Using Machine Learning to Improve Customer Journey
Google’s RankBrain algorithm uses machine learning to help determine which search results are more relevant to users’ search engine queries. The company teaches the algorithm by giving it data from a variety of sources, which translates to it then teaching itself over time and making calculations so that it can order rankings.
But just how is RankBrain improving the customer journey?
Better Semantic Understanding
Since Google’s investment on this machine learning algorithm, search results demonstrate a better understanding of the semantic connection between the search questions and the contents in the results.
Relevance Over Optimisation
Google can now identify and display with more accuracy the pages that provide the answers to the question’s intention. The search engine doesn’t just display the highly-optimised pages – it now relies on what is more relevant for the users.
Assuming the Best Fit
The algorithm uses mathematically mapped relationships to assume which results match queries the best. These results are refined as users continue to interact with the machine learning algorithm, providing better matches between user search intent and displayed results.
And how is machine learning used to improve marketing strategies?
- Improving UX. Alongside marketing automation, chatbots are becoming the main point of contact with customers.
- Predicting Churn. AI can spot the signs and predict churn by analysing behaviour and historical data alongside triggering actions to prevent it.
- Improving Marketing Campaigns.
- Better Personalisation. Machine learning algorithms can provide users with personalised ads and campaigns, down to headers, taglines, and formatting.

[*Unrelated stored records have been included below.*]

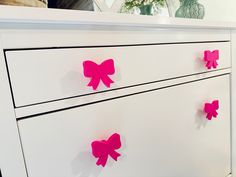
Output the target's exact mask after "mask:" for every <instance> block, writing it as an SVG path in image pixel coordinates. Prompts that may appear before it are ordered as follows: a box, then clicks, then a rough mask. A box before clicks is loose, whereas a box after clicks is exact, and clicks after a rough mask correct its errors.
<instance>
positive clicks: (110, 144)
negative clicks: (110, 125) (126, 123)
mask: <svg viewBox="0 0 236 177" xmlns="http://www.w3.org/2000/svg"><path fill="white" fill-rule="evenodd" d="M91 146H92V154H93V155H94V157H96V158H98V160H97V163H96V164H97V165H102V166H103V167H105V165H106V163H107V159H108V156H110V157H111V158H113V159H114V160H115V161H117V159H118V157H119V156H120V154H119V153H118V152H116V151H115V150H116V149H119V148H120V147H121V141H120V135H119V134H117V133H114V134H113V135H111V136H110V138H109V139H108V140H101V141H94V142H92V144H91Z"/></svg>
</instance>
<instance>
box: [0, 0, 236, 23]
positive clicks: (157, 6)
mask: <svg viewBox="0 0 236 177" xmlns="http://www.w3.org/2000/svg"><path fill="white" fill-rule="evenodd" d="M0 4H3V5H16V6H31V7H43V8H59V9H74V10H87V11H95V12H113V13H129V14H136V15H137V14H138V15H156V16H165V17H178V18H196V19H207V20H214V21H236V12H235V10H234V9H235V7H236V0H0Z"/></svg>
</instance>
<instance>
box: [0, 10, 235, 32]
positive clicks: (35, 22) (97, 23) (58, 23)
mask: <svg viewBox="0 0 236 177" xmlns="http://www.w3.org/2000/svg"><path fill="white" fill-rule="evenodd" d="M32 14H33V15H32ZM0 23H2V24H9V23H12V24H22V23H29V24H35V23H38V24H44V25H45V24H63V25H106V26H132V27H134V26H136V27H149V28H198V29H199V28H202V29H203V28H205V29H207V28H212V29H234V28H236V23H234V22H222V21H221V22H219V21H205V20H198V19H187V20H186V19H181V18H164V17H156V16H144V15H143V16H141V15H131V14H118V13H105V12H104V13H95V12H86V11H78V10H61V9H60V10H59V9H39V8H28V7H9V6H0Z"/></svg>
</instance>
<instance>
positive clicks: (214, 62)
mask: <svg viewBox="0 0 236 177" xmlns="http://www.w3.org/2000/svg"><path fill="white" fill-rule="evenodd" d="M212 65H213V68H216V67H217V66H218V63H217V62H216V60H214V61H213V64H212Z"/></svg>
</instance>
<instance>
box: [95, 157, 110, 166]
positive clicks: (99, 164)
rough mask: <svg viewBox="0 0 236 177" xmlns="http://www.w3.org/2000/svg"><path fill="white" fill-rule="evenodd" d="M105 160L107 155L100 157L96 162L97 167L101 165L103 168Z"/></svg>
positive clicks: (105, 161) (104, 162) (107, 158)
mask: <svg viewBox="0 0 236 177" xmlns="http://www.w3.org/2000/svg"><path fill="white" fill-rule="evenodd" d="M107 159H108V155H101V156H100V157H99V158H98V160H97V163H96V164H97V165H98V166H99V165H102V166H103V167H105V165H106V163H107Z"/></svg>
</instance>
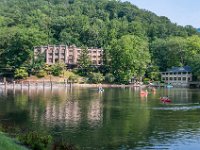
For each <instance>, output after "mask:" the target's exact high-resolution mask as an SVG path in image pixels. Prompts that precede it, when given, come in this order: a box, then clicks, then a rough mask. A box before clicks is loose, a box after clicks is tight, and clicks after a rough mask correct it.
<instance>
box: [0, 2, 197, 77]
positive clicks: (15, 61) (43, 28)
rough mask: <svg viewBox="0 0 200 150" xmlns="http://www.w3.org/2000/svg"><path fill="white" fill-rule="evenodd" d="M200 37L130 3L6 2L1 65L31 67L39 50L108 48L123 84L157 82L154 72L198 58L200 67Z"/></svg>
mask: <svg viewBox="0 0 200 150" xmlns="http://www.w3.org/2000/svg"><path fill="white" fill-rule="evenodd" d="M198 34H199V33H198V32H197V30H196V29H195V28H193V27H192V26H186V27H182V26H178V25H177V24H174V23H172V22H171V21H170V20H169V19H168V18H166V17H158V16H157V15H156V14H154V13H152V12H150V11H146V10H141V9H139V8H138V7H136V6H134V5H132V4H131V3H129V2H120V1H115V0H0V66H1V67H13V66H14V67H15V68H18V67H21V66H24V65H25V64H26V65H27V64H29V63H31V62H30V60H31V57H32V52H33V46H37V45H47V44H67V45H71V44H75V45H77V46H88V47H102V48H104V51H105V54H104V56H105V62H104V64H105V69H106V70H107V72H110V73H113V74H114V76H115V77H116V78H117V79H118V80H119V81H121V80H128V79H129V78H130V77H131V76H132V75H135V76H141V75H144V74H145V73H146V74H147V76H148V77H150V78H154V77H153V76H154V73H152V70H153V71H155V72H156V71H159V70H165V69H166V68H168V67H171V66H180V65H191V64H194V62H193V61H194V60H196V61H195V64H196V65H197V66H198V67H197V66H196V65H195V67H196V68H200V67H199V65H198V64H200V63H199V62H198V61H197V60H198V58H199V54H200V38H199V35H198ZM116 54H117V55H116ZM119 56H120V57H119ZM195 67H193V68H195ZM197 70H198V69H197ZM124 72H125V73H124Z"/></svg>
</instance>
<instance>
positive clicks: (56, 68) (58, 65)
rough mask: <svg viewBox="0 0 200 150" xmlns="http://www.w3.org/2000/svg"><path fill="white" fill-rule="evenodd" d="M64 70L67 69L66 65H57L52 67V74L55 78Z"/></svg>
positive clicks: (58, 64)
mask: <svg viewBox="0 0 200 150" xmlns="http://www.w3.org/2000/svg"><path fill="white" fill-rule="evenodd" d="M64 68H65V65H64V64H60V63H57V64H54V65H53V66H51V72H52V74H53V75H54V76H59V75H61V74H62V73H63V71H64Z"/></svg>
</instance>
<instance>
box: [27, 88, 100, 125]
mask: <svg viewBox="0 0 200 150" xmlns="http://www.w3.org/2000/svg"><path fill="white" fill-rule="evenodd" d="M43 92H44V93H42V92H38V94H36V93H34V91H32V92H31V95H30V97H31V100H32V101H31V103H32V104H31V105H30V117H31V118H32V119H33V120H34V121H35V122H40V123H41V124H43V125H45V126H53V125H56V124H65V126H66V127H68V126H73V127H74V126H78V125H79V124H80V122H81V121H82V120H85V119H86V118H85V117H86V116H88V123H89V124H90V125H91V126H93V124H94V123H95V122H98V123H99V122H100V121H101V120H102V114H101V113H102V110H101V109H102V107H101V106H100V105H101V103H100V102H99V100H100V99H98V97H99V93H98V92H96V91H95V90H91V91H90V90H88V89H70V88H68V89H62V90H61V89H54V90H53V91H51V90H45V91H43ZM29 94H30V93H29ZM88 96H89V97H88ZM92 97H94V100H91V98H92ZM36 99H37V101H40V102H41V103H42V104H43V106H42V108H41V109H44V110H43V111H38V110H40V104H38V103H37V102H36V101H35V100H36ZM86 120H87V119H86ZM96 124H97V123H96ZM98 125H99V124H98Z"/></svg>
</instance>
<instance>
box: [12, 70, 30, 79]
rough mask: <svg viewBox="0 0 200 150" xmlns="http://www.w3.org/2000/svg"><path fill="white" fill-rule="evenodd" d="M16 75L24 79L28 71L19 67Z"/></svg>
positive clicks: (16, 77)
mask: <svg viewBox="0 0 200 150" xmlns="http://www.w3.org/2000/svg"><path fill="white" fill-rule="evenodd" d="M14 77H15V78H16V79H24V78H27V77H28V72H27V71H26V69H25V68H18V69H16V70H15V72H14Z"/></svg>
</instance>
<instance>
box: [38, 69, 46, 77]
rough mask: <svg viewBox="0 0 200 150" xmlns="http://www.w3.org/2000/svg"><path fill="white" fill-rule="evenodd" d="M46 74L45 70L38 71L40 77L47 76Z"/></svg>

- Better User Segmentation. More dimensions can be added to analyse customer data through clustering algorithms, which are more responsive by constantly adapting to more data.
- Dynamic Pricing. Businesses become more agile and can quickly respond to fluctuations in supply and demand.
Machine learning has the potential to enhance various other components of marketing strategies. As the technology continues to be in refinement stages, businesses can expect to see its impact on ROI.